Nadine Barth, Kuratorin der Ausstellung.
"Ich fand, dass es mal Zeit wird, dass jetzt die Männer ranmüssen. Die Männer müssen sich jetzt auch mal entblößen. Und sie müssen zeigen, was sie drauf haben."
Sie versuchen dies vor den Kameras berühmter Werbefotografen und -fotografinnen wie Bryan Adams, Pamela Hanson, Peggy Sirota, Michelangelo di Battista: George Clooney und Brad Pitt, Matt Dillon und John Malkovich sowie viele unbekannte Männer posieren mal cool, mal ironisch. Mal nackt, mal verkleidet.
Barth: "Was mich erstaunt hat war, dass es eben nicht vordergründig um Körperlichkeit geht. ... Vor 20 oder 30 Jahren wäre diese Ausstellung ganz ganz anders gewesen. Da hätten wir wirklich mehr Typen gehabt, die da stehen, eine körperliche Präsenz haben, ihre Muskeln zeigen, und dann vielleicht noch so ein amerikanisches Lächeln im Gesicht mit makellosen Zähnen. Solche Bilder findet man nicht in der Ausstellung. Was man eben findet sind einfach Männer, die mehr Charakter, Charisma zeigen."
Der "Traummann" dümpelt als Neptun in den Wellen des Ozeans. Er ist verkleidet als Spiderman. Er schlendert als Geschäftsmann durch New York. - Man sieht Roman Polanski und Julian Schnabel miteinander herumalbern. Oder Johnny Depp und Tim Burton in einem schäbigen Zimmer die coolen Typen mimen.
"Also, es klingt jetzt vielleicht etwas merkwürdig, aber das Besondere an der Ausstellung ist, dass die Ausstellung ja lediglich über die Bildebene funktioniert für den Betrachter."

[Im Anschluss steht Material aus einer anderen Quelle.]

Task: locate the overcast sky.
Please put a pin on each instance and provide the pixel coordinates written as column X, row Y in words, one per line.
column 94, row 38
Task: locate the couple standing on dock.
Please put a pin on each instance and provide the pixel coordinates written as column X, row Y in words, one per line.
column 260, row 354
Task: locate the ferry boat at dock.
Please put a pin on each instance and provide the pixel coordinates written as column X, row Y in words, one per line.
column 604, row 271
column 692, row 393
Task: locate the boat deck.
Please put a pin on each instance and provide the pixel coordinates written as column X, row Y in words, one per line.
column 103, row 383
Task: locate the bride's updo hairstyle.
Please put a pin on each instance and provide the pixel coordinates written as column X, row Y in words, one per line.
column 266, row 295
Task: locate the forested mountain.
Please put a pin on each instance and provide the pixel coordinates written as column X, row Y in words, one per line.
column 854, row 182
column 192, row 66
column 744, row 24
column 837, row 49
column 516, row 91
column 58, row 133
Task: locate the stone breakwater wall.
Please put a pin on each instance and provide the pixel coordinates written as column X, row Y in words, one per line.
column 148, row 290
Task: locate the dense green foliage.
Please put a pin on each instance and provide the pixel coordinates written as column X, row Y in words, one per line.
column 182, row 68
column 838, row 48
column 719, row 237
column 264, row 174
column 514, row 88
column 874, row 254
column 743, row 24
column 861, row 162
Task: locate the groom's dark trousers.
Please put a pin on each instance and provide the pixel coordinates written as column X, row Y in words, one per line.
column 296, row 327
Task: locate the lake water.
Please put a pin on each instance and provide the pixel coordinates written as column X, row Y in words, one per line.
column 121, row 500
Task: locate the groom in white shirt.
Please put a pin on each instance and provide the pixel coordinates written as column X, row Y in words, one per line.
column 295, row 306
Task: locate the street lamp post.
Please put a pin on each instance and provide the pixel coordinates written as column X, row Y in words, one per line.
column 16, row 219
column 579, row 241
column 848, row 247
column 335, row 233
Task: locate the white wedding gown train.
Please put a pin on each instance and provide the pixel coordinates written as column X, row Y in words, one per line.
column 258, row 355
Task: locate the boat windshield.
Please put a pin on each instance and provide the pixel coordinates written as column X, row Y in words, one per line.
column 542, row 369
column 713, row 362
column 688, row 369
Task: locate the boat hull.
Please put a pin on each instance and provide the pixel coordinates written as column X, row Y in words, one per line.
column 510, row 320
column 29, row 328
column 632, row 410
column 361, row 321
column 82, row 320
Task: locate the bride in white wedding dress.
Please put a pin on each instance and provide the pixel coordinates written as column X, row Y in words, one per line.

Ingo Taubhorn, Mitkurator der Ausstellung und Leiter des Hauses der Fotografie.
"Das heißt: Er geht hier in eine Ausstellung, mit einer eigenen Vorstellung von dem, was für ihn Traum und Mann bedeutet - und wird hier eben mit ganz unterschiedlichen Positionen konfrontiert. ... Und der große Spaß an der Ausstellung ist, wenn der Besucher eben mit seinen Freunden und Freundinnen reingeht, und vor den Bildern den Dialog oder sogar den Streit entfachen sieht, was jetzt für sie Begriffe wie 'Ideal', 'Schönheit' usw. zu bedeuten haben."
Und so flaniert man vorbei an John Malkovich im Bademantel, an einem kernigen Tom Cruise mit geöffnetem Hemd, einem zum Angriff bereiten Vincent Kassel. Narzistische Jünglinge führen ihre Waschbrettbäuche vor, es gibt feminine Träumer, diverse Schwänze ...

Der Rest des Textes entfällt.